- Born: Grimethorpe, South Yorkshire, England, U.K.
- Occupations: Ombudsman; prison officer and governor;
- Known for: First women to lead the Northern Ireland Prison Service
- Spouse: Danny McAllister CBE

Director General of the Northern Ireland Prison Service
- In office 2012–2016
- Preceded by: Colin McConnell

Prisons and Probation Ombudsman for England and Wales
- In office 2018–2023
- Succeeded by: Adrian Usher

Chief Inspector of Probation
- In office 2023–2024
- Preceded by: Justin Russell
- Succeeded by: Martin Jones

= Sue McAllister =

Sue McAllister CB is a British ombudsman and former prison officer and governor. McAllister was the Director General of the Northern Ireland Prison Service between 2012 and 2016; and was the first woman to hold the post. Prior to this, she was Governor of HM Prison Gartree and HM Prison Onley. McAllister served as the Prisons and Probation Ombudsman for England and Wales between 2018 and 2023; and as the Chief Inspector of Probation between 2023 and 2024.

==Career==
Originally from South Yorkshire, Sue McAllister joined Her Majesty's Prison Service in England and Wales and worked for the service for 25 years. This included roles as the Governor of both HM Prison Gartree, an adult prison, and HM Prison Onley, a young offender institutions. McAllister was involved in the review team who investigated the suicide of Colin Bell, an offender under the care of the Northern Ireland Prison Service at HM Prison Maghaberry in 2008. The report was highly critical of the way in which his case was managed. She then worked in the Ministry of Justice as head of the Public Sector Bids Unit until she retired in 2012.

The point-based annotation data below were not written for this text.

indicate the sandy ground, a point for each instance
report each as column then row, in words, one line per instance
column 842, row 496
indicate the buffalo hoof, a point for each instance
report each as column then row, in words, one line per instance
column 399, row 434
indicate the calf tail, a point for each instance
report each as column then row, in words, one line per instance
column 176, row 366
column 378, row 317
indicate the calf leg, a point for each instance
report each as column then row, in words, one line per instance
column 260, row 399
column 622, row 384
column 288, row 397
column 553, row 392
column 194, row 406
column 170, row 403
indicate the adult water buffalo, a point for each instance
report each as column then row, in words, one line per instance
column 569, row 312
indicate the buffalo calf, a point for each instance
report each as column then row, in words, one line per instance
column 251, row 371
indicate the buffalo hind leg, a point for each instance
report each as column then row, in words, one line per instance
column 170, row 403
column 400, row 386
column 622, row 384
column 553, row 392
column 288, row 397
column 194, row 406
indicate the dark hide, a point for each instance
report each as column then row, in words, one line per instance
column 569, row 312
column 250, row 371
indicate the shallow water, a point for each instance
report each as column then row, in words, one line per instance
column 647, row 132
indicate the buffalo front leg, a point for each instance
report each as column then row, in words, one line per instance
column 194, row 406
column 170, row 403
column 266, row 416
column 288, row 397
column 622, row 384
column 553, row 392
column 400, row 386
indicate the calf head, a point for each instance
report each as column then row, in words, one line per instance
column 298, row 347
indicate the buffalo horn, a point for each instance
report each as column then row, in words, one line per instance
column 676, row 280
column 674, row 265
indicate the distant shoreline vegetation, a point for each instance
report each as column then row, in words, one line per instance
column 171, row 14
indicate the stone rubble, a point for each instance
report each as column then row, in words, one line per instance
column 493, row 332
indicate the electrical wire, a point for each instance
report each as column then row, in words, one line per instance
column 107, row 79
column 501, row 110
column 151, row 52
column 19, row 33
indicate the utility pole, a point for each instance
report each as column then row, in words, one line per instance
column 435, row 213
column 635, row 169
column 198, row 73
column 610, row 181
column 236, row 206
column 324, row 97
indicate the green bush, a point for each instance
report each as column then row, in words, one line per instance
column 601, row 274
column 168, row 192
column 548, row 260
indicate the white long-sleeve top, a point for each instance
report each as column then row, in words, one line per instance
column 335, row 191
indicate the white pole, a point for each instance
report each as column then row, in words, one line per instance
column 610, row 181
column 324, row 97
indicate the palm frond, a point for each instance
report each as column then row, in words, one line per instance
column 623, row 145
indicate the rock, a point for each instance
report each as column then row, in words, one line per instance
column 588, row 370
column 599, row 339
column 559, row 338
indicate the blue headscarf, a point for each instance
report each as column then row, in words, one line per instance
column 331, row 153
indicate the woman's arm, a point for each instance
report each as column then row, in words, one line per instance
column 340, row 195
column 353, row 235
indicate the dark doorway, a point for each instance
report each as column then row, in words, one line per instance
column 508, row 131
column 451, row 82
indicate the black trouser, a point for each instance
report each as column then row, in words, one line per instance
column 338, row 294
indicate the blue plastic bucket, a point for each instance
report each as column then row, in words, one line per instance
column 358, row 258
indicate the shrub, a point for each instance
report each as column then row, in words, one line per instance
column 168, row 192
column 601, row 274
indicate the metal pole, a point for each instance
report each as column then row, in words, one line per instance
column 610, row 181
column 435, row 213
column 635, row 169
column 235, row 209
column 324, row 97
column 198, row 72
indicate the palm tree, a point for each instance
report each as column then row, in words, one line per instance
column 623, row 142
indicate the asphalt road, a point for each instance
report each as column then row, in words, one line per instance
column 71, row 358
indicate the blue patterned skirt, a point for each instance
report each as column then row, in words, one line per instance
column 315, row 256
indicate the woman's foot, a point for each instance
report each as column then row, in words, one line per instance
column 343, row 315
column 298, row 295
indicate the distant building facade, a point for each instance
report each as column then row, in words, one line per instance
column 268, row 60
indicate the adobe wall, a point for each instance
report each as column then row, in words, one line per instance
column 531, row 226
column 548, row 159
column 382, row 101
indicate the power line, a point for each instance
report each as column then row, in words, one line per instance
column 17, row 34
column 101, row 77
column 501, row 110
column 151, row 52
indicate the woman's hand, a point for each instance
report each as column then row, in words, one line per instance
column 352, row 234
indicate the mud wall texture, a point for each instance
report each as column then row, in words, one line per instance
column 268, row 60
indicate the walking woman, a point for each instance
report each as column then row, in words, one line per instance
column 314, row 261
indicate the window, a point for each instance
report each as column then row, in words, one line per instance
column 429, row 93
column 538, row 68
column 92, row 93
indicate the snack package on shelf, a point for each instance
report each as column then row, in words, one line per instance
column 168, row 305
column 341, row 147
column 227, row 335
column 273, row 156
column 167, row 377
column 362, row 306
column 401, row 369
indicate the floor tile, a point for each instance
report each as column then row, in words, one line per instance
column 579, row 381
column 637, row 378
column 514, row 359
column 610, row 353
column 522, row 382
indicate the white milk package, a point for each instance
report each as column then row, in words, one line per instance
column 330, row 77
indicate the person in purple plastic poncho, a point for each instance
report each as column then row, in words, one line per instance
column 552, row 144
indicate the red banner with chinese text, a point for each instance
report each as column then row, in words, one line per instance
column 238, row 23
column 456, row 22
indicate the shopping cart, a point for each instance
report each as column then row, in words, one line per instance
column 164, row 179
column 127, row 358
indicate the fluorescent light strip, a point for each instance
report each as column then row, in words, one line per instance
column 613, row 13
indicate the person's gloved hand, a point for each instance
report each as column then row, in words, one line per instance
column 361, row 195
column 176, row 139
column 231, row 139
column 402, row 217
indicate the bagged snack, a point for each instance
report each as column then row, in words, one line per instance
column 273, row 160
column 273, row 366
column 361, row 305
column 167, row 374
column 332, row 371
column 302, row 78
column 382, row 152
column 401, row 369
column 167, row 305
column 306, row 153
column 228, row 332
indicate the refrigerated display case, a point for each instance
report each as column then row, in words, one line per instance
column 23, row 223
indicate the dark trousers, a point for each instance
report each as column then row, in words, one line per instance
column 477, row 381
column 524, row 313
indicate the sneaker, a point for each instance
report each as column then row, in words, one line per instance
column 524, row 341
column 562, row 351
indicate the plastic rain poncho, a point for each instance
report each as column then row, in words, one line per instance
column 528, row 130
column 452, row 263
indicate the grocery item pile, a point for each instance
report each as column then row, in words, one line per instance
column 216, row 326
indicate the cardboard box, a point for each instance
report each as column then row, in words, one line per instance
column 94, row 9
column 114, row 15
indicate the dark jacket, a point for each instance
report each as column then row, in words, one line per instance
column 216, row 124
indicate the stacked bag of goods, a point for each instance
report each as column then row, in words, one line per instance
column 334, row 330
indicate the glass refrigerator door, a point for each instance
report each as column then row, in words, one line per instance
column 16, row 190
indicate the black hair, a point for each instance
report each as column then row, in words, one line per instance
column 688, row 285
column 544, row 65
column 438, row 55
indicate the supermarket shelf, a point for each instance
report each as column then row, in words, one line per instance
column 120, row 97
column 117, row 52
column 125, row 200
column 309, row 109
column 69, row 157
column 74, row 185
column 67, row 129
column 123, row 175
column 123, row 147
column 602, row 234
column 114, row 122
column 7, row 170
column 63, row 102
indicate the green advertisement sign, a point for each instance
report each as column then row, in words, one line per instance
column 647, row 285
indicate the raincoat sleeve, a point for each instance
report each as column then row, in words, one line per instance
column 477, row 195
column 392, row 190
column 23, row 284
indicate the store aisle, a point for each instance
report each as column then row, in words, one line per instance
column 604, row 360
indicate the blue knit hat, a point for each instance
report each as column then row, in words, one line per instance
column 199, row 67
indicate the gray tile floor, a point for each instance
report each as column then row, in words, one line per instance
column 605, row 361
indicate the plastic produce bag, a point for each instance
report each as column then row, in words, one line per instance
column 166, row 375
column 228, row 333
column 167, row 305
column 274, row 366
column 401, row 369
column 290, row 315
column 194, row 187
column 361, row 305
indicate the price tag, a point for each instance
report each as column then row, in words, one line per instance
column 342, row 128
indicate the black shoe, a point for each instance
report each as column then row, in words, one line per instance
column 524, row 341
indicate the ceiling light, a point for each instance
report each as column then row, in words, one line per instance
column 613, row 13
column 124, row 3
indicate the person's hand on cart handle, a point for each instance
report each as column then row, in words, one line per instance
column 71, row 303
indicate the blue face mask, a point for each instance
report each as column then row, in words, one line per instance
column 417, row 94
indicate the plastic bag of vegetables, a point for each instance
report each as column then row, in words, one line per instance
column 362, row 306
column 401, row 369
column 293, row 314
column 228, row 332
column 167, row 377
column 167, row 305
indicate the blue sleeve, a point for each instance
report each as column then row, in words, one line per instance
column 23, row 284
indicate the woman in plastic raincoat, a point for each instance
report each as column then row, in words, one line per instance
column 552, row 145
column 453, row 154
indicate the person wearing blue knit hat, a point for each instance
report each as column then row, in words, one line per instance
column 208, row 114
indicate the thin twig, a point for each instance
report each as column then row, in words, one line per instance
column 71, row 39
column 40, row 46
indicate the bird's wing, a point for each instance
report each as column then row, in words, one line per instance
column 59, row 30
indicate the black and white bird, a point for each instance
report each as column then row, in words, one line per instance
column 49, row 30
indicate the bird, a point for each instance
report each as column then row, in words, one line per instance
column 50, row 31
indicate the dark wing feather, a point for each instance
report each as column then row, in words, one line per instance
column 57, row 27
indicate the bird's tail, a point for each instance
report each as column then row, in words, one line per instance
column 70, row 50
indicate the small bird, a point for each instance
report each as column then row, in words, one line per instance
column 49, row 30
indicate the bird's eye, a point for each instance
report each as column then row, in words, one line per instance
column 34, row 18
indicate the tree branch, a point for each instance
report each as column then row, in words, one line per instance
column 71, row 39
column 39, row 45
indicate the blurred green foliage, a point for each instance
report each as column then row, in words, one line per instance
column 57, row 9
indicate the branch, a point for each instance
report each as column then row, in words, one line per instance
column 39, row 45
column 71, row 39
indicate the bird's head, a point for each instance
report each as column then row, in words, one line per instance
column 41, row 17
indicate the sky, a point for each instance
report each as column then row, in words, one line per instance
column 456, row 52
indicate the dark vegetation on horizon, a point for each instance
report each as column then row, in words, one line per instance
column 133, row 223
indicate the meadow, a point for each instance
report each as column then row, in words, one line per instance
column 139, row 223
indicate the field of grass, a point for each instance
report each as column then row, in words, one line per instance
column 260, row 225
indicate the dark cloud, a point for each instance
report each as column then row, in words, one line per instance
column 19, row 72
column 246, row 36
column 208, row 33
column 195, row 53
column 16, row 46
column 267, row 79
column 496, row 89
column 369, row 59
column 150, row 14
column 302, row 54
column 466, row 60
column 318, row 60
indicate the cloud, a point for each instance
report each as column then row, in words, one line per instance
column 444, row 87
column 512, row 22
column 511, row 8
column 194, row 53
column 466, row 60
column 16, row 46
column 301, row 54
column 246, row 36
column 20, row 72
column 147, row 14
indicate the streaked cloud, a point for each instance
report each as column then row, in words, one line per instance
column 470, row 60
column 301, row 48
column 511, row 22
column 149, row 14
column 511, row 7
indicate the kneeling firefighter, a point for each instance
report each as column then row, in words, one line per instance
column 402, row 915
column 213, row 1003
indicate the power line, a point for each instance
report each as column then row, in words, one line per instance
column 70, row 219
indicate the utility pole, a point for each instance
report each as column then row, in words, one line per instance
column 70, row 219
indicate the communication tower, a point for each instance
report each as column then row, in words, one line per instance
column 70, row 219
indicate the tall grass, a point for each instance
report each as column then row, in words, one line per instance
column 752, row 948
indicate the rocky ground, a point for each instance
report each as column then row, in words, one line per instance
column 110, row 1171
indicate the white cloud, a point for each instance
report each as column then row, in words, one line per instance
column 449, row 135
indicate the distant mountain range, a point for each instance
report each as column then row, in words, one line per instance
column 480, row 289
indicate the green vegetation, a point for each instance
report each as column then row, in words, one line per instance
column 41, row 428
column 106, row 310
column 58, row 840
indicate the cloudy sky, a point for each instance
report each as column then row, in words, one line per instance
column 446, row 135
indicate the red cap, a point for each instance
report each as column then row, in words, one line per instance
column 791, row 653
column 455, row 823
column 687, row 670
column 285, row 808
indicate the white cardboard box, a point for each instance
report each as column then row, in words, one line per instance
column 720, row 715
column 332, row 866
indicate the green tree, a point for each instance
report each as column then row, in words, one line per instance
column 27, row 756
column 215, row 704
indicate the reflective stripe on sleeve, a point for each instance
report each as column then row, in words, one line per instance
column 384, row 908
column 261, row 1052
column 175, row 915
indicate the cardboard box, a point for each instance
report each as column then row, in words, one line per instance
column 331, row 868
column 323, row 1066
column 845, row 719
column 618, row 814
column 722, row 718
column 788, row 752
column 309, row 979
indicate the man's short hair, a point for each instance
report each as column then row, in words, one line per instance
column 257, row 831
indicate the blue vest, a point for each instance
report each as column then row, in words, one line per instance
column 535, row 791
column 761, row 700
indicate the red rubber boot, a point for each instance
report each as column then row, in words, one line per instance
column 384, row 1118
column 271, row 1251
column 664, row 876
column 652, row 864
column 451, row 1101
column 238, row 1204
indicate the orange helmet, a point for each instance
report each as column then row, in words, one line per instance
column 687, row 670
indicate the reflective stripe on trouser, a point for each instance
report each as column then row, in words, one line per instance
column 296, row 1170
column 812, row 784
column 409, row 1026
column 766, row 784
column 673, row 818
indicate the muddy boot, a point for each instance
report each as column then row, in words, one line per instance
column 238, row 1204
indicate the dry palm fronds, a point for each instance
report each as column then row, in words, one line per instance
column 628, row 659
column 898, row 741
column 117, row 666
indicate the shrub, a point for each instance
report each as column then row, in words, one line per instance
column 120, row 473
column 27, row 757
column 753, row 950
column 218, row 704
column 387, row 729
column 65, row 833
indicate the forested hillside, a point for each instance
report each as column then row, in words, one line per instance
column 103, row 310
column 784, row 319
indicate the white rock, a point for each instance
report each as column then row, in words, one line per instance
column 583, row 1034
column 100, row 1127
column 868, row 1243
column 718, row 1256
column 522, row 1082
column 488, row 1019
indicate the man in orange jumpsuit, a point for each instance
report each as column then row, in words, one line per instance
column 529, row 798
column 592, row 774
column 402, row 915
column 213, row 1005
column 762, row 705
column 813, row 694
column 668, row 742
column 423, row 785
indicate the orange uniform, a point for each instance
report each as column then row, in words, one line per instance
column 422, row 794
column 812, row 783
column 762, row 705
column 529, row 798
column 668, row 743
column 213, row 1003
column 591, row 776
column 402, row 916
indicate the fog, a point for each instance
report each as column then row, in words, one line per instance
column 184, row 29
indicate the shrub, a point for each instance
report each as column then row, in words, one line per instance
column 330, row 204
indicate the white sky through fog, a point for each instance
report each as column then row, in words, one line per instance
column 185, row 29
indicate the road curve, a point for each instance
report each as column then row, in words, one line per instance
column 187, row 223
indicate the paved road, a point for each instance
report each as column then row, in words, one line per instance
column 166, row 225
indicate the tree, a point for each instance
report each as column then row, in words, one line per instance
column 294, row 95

In May 2012 McAllister was appointed as the new head of the Northern Ireland Prison Service, the first time a woman was named to this post, or a similar post elsewhere in the UK. McAllister replaced Colin McConnell, who had become head of the Scottish Prison Service. She took over the post in July 2012. In August 2016, she announced that she would be resigning from the post in October that year in order to retire.

McAllister served as the Prisons and Probation Ombudsman for England and Wales between 2018 and 2023; and, served as the interim Chief Inspector of Probation between 2023 and 2024.

==Personal life==
McAllister is married to Danny McAllister with two children.

McAllister was named a Companion of the Bath in Queen Elizabeth II's 2017 New Years honours for services to the Northern Ireland Prison Service.